Photo by: Kelcie Hathcock

The second class of members to be inducted into the Troy University Sports Hall of Fame has been announced and the ceremony is set for Saturday, April 20.

The 2013 hall of fame class is made up of John Archer, John “Doc” Anderson, Bobby Enslen, Chan Gailey, Danny Grant, Joyce Sorrell, Willie Tullis and Lawrence Tynes.

The ceremony is going to be the prime event of a jam packed weekend that includes Troy baseball, softball and football playing the annual T-Day Spring game.

The price to attend the Hall of Fame ceremony in Trojan Area is set at $100 a ticket while getting a table is $800.

John Archer made his mark at Troy when he coached the basketball team from (1956-1973) when Archer’s success early in his coaching career at Troy State led to the three NAIA National Tournaments in his first three seasons. Archer, who passed away in August of 1998, had a career coaching record of (303-185).

John “Doc” Anderson made a name for himself at Troy as the track and field and cross country coach head from (1969- 1980) and head athletic trainer (1965-1980). Anderson left Troy for a decade to work for LSU, but in 1990 he returned to coach the Trojans. Anderson coached 45 All-Americans while at Troy including Troy University Sports Hall of Fame inductee Charles Oliver.

For Bobby Enslen, who played football for Troy back in the late ‘60s, his numbers still stand in the school record books as some of the best to ever strap on the helmet. Enslen had 61 grabs for 970 yards and 12 touchdowns back in 1968 when Troy State won the NAIA National Championship. Enslen’s 90-yard punt return against Samford back in 1968 is still the school record at Troy.

Former Troy head football coach Chan Gaily was in charge for only two seasons but he was able to lift the football program to a Division II National Championship in 1984, just his second year. Gaily’s impact on the team even helped lead to another national championship in 1987 for the Trojans after he was gone.

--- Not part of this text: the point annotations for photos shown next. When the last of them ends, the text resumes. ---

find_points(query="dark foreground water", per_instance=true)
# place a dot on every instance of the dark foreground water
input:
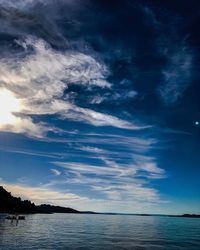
(74, 231)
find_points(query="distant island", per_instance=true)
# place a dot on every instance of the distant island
(11, 204)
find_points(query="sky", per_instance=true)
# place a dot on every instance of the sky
(100, 104)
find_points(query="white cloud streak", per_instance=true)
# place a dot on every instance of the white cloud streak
(40, 75)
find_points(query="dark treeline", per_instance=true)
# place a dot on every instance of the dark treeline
(10, 204)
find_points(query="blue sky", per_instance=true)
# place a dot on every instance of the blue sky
(99, 102)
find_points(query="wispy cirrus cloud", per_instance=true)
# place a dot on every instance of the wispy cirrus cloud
(44, 75)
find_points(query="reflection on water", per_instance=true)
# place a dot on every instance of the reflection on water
(76, 231)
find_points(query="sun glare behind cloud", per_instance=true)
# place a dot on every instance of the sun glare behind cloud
(9, 104)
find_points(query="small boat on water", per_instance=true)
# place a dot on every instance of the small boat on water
(15, 217)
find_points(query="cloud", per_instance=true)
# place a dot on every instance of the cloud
(55, 172)
(28, 127)
(116, 181)
(177, 75)
(44, 74)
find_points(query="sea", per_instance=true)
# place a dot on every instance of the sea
(97, 231)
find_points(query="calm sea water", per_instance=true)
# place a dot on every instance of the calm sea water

Another former receiver for Troy whose name will be enshrined is that of Danny Grant, who holds the school record for career touchdowns with 44 which is a staggering 17 more than the next best Trojan. Grant was named NAIA All-America in 1968 the same year Troy State won the National Championship. In ’68 the All-American had 72 catches for 1,002 yards and 14 touchdowns a state line that would make Grant the first player in school history to surpass 1,000 yards receiving in a single season.

The Troy University Sports Hall of Fame wouldn’t be complete without the mother of Troy women’s athletics, Joyce Sorrell. Sorrell built women’s athletics from the ground up in 1976 serving as the women’s basketball, volleyball and tennis coach at Troy State. She is most known for her success on the basketball court though, because Sorrell coached the women’s team for 20 years (1975-1995) and still has the most wins as the Trojans’ women’s basketball coach with 274 career victories.

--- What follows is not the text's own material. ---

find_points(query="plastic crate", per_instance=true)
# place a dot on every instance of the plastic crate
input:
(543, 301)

The speedy quarterback Willie Tullis was also made immortal in the Troy University Sports Hall of Fame for his numbers that have stood the test of time from back in his collegiate days. In his All-American year in 1980, Tullis rushed for 450 yards and six touchdowns while passing for 1,880 yards and 14 touchdowns. After college, Tullis moved on to the NFL where he played for the Oilers, Saints, and Colts from 1981-1988. The Trojan made his school proud in his first game as an Oiler when he took a kickoff 95 yards against the Rams for a touchdown.

The last new addition to the second hall of fame class is the well known two time Super Bowl Champion Lawrence Tynes. The Trojan kicker who was (111 for 113) in extra point attempts at Troy was kicked at a 77.2 percentage, which is good for second in school history. Tynes has made 82 percent of his field goal attempts while in the NFL with the Chiefs and the Giants.

Over the years as fans file into Trojan Arena, the names of these individuals worthy of the Troy University Sports Hall of Fame will never be forgotten for how they paved the way for the Trojans that walk the campus today.